We’ve rounded up a few of the best cybersecurity reports and surveys released last week:

  • Cisco 2018 Annual Cybersecurity Report: Major findings included “‘Burst attacks’ [growing] in complexity, frequency, and duration. In one study, 42 percent of the organizations experienced this type of DDoS attack in 2017. Also, “Thirty-one percent of security professionals said their organizations have already experienced cyber attacks on OT infrastructure.”
  • 2018 CrowdStrike Global Threat Report: This report says, “The distinctions between state-sponsored actors and cybercriminals are becoming blurred, as nation-state adversaries adopt eCrime TTPs such as ransomware, and criminal groups perpetrate more sophisticated targeted intrusion-type attacks.”
  • 725% increase in cryptocurrency mining threatens more than just your CPU: According to a Cyren blog post, “Based on the monitoring of a sample of 500,000 sites, we've found a 725% increase in the number of domains running scripts on one or more pages -- knowingly or not -- in the four-month period from last September to January 2018.”
  • A Qualitative View of 2017 (Dragos Report): Summarized by CNET, “During 2017, Dragos looked at 163 vulnerability advisories, most of which offered no real solutions. More than 60 percent of vulnerability warnings said critical infrastructure could get hijacked, while 71 percent of reported vulnerabilities that year could disrupt a person's ability to monitor systems, according to the report. In these warnings, up to 72 percent of the advisories told IT teams only to patch their systems. Except "patch your system" means nothing for 64 percent of critical infrastructure, according to the report.”
  • eSentire 2017 Annual Threat Report: Key findings included a “400% growth in brute force and dictionary attacks (user passwords are still considered high-value targets).”

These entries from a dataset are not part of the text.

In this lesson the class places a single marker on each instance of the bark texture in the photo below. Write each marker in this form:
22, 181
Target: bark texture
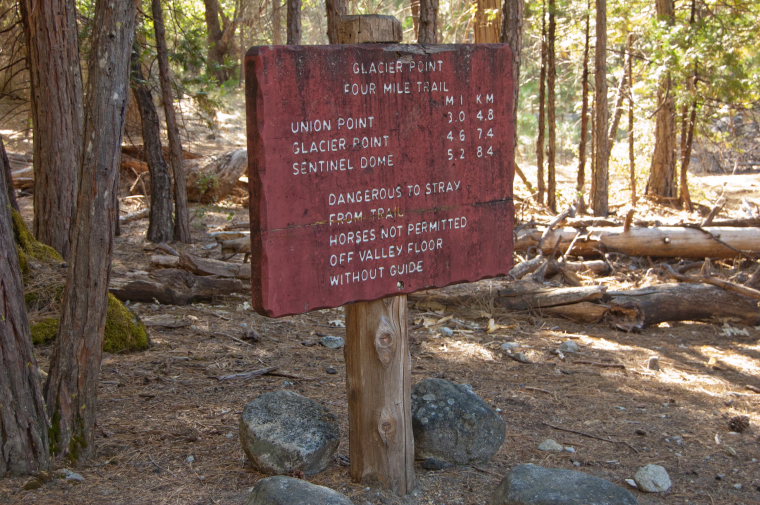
160, 227
662, 174
600, 196
57, 114
5, 167
23, 422
581, 179
218, 38
334, 10
75, 365
541, 139
428, 23
551, 85
181, 214
294, 22
487, 22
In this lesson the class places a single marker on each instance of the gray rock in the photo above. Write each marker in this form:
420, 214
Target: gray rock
652, 479
332, 342
535, 485
550, 445
67, 474
284, 432
452, 423
509, 346
569, 346
435, 464
281, 490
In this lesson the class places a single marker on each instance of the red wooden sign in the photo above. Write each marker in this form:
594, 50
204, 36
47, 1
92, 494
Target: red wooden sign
377, 170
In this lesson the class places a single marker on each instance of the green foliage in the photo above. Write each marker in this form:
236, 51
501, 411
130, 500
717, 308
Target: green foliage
124, 331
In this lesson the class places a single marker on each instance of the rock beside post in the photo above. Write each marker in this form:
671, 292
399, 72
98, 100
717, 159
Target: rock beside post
281, 490
535, 485
452, 423
283, 432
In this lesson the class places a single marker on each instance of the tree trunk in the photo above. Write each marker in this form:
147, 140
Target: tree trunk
631, 136
53, 61
428, 24
551, 84
620, 98
688, 130
581, 181
217, 50
294, 22
181, 214
487, 22
7, 177
511, 33
277, 22
662, 174
415, 8
601, 167
541, 110
334, 9
75, 364
160, 227
23, 422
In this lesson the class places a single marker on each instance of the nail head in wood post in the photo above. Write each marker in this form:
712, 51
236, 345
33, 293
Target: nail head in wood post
378, 365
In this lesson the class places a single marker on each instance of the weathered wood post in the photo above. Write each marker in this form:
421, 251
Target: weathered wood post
378, 365
377, 170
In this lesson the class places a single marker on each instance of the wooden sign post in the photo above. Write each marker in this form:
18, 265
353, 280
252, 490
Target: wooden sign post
377, 170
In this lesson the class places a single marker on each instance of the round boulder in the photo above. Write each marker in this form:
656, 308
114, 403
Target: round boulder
283, 432
452, 423
281, 490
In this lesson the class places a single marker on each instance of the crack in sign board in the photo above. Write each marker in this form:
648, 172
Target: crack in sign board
377, 170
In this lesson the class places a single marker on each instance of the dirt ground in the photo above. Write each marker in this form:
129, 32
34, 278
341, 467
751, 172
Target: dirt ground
167, 428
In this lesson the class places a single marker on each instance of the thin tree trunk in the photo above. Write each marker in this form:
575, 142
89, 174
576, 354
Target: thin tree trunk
513, 13
217, 50
277, 22
487, 22
601, 155
428, 24
181, 214
334, 9
690, 120
53, 61
23, 422
631, 134
540, 141
161, 225
551, 84
415, 7
662, 174
581, 181
620, 98
71, 390
294, 22
6, 169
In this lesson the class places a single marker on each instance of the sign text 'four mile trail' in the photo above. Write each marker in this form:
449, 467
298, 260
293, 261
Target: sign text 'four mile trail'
377, 170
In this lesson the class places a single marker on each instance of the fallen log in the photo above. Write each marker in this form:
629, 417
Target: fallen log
638, 308
175, 287
203, 266
529, 296
236, 246
217, 178
644, 307
684, 242
208, 266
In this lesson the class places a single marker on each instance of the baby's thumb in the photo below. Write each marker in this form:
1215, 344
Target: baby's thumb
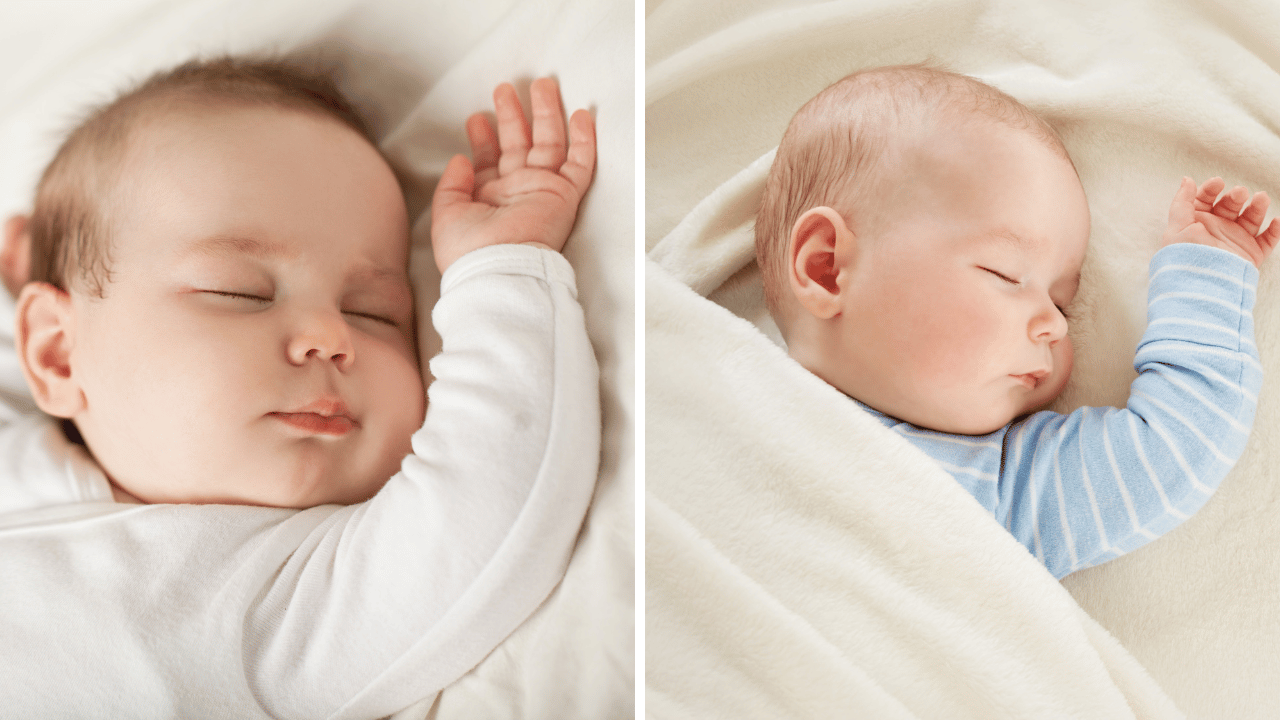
1182, 212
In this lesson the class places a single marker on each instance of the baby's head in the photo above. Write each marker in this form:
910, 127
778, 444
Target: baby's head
219, 296
919, 237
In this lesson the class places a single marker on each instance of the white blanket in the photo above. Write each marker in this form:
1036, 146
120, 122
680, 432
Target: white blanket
803, 561
416, 69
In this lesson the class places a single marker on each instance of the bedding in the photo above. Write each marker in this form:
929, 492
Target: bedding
803, 561
416, 71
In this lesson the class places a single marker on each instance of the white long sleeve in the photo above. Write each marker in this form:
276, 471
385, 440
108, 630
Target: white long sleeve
160, 611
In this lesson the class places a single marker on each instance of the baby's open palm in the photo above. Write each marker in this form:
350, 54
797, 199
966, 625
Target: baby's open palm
524, 186
1197, 215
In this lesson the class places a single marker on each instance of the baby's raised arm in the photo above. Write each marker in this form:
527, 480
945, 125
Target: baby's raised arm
475, 531
524, 186
1200, 217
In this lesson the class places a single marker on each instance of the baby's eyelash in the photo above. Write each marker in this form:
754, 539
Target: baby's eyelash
375, 318
1001, 276
243, 295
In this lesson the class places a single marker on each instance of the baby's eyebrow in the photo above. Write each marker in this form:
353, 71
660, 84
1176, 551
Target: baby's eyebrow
225, 246
1010, 238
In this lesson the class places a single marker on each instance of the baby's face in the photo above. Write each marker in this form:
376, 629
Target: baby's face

Two Major Cybersecurity Acquisitions Last Week

On Monday, February 26, a private equity consortium acquired phishing defense solution company PhishMe and rebranded it as Cofense. Valued at $400 million, Cofense said that it “now has the added backing of multiple private equity firms to support future innovation via organic and inorganic growth initiatives.” And last Tuesday, machine data company Splunk announced plans to acquire security orchestration company Phantom Cyber Corporation for $350 million. According to a press release, “Once integrated with the Splunk platform, IT teams will be able to leverage these automation capabilities to help solve automation challenges in a widening range of use cases, including Artificial Intelligence for IT Operations (AIOps).”